Traditional meals include Braai – the South African barbecue, and Cape Malay cuisine. The city also has a rich selection of seafood, with hake, calamari, crayfish, and mussel being the most demanded.
Besides traditional food, you will have the chance to try out restaurants presenting world cuisine, such as Italian, Mexican, Indian, Chinese, and Turkish.
The vegan lifestyle is becoming more common every day amongst Capetownians; so many restaurants have vegan-friendly options.
Wine is an important part of the South African experience. You can visit the wine farms around the city to taste the collection of locally produced wines. There are also several locally crafted beer and gin types.
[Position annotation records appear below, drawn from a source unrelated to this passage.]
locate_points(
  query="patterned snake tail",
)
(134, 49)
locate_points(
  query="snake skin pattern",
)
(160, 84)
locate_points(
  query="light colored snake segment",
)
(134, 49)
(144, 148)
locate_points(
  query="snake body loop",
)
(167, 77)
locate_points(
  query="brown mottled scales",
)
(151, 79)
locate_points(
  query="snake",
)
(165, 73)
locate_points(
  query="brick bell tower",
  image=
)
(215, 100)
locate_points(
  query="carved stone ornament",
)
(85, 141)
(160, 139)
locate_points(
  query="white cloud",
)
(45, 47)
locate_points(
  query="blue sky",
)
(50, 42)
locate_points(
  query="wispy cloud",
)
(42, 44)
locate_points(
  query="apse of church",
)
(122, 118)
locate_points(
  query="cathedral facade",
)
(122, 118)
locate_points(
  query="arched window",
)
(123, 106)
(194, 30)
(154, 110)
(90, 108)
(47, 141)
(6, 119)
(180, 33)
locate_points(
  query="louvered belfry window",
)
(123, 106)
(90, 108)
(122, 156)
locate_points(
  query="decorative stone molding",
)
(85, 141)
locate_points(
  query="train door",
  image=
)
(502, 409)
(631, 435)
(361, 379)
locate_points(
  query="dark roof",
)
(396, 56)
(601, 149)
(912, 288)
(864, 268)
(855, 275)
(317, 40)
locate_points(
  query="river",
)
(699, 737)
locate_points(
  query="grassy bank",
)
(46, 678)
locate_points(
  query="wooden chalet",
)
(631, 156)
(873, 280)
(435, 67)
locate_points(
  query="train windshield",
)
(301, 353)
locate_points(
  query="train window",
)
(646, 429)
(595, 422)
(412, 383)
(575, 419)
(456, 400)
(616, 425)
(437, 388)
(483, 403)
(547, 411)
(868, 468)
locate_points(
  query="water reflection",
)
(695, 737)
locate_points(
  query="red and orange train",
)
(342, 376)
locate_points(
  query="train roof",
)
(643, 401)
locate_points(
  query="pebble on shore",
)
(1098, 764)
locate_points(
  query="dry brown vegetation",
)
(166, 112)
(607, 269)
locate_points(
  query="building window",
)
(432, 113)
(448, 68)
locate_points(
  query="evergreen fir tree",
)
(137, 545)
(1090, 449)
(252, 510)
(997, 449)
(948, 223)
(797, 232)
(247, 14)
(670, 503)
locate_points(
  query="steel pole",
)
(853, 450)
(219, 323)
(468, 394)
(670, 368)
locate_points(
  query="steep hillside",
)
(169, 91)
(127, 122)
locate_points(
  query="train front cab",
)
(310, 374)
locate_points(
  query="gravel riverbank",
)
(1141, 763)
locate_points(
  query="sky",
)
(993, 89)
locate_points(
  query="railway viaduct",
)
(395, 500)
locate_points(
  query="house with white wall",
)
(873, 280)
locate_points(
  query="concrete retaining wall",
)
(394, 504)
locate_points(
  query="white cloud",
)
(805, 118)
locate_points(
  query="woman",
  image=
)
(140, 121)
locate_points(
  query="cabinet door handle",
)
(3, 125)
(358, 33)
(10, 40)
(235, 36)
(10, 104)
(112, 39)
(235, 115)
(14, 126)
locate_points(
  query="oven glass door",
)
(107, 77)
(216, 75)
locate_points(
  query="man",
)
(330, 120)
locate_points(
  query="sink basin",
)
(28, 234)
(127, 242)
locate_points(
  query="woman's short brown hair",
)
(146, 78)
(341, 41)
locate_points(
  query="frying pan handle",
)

Things You Might Need To Know
It is usually safe to walk around the central areas and suburbs during the day; however, you shouldn’t walk alone at night under any circumstance. You must be vigilant on the street and avoid flashing your valuables. Pickpocketing and petty theft are common at night, usually targeting tourists.
Public transport might be dangerous at night especially if the vehicle is near-empty. If you are self-driving, you should never leave any valuables in the car in a visible way. The same applies to your hotel room, meaning you shouldn’t leave valuables by the window.
If you are street-smart and aware, it is very unlikely for you to run into an issue.
There are no vaccinations needed to travel to South Africa.
The city experiences typical Mediterranean Climate with warm and dry summers in December-March and mild and rainy winters in May-August. The city is also known for its strong winds especially on the Atlantic side.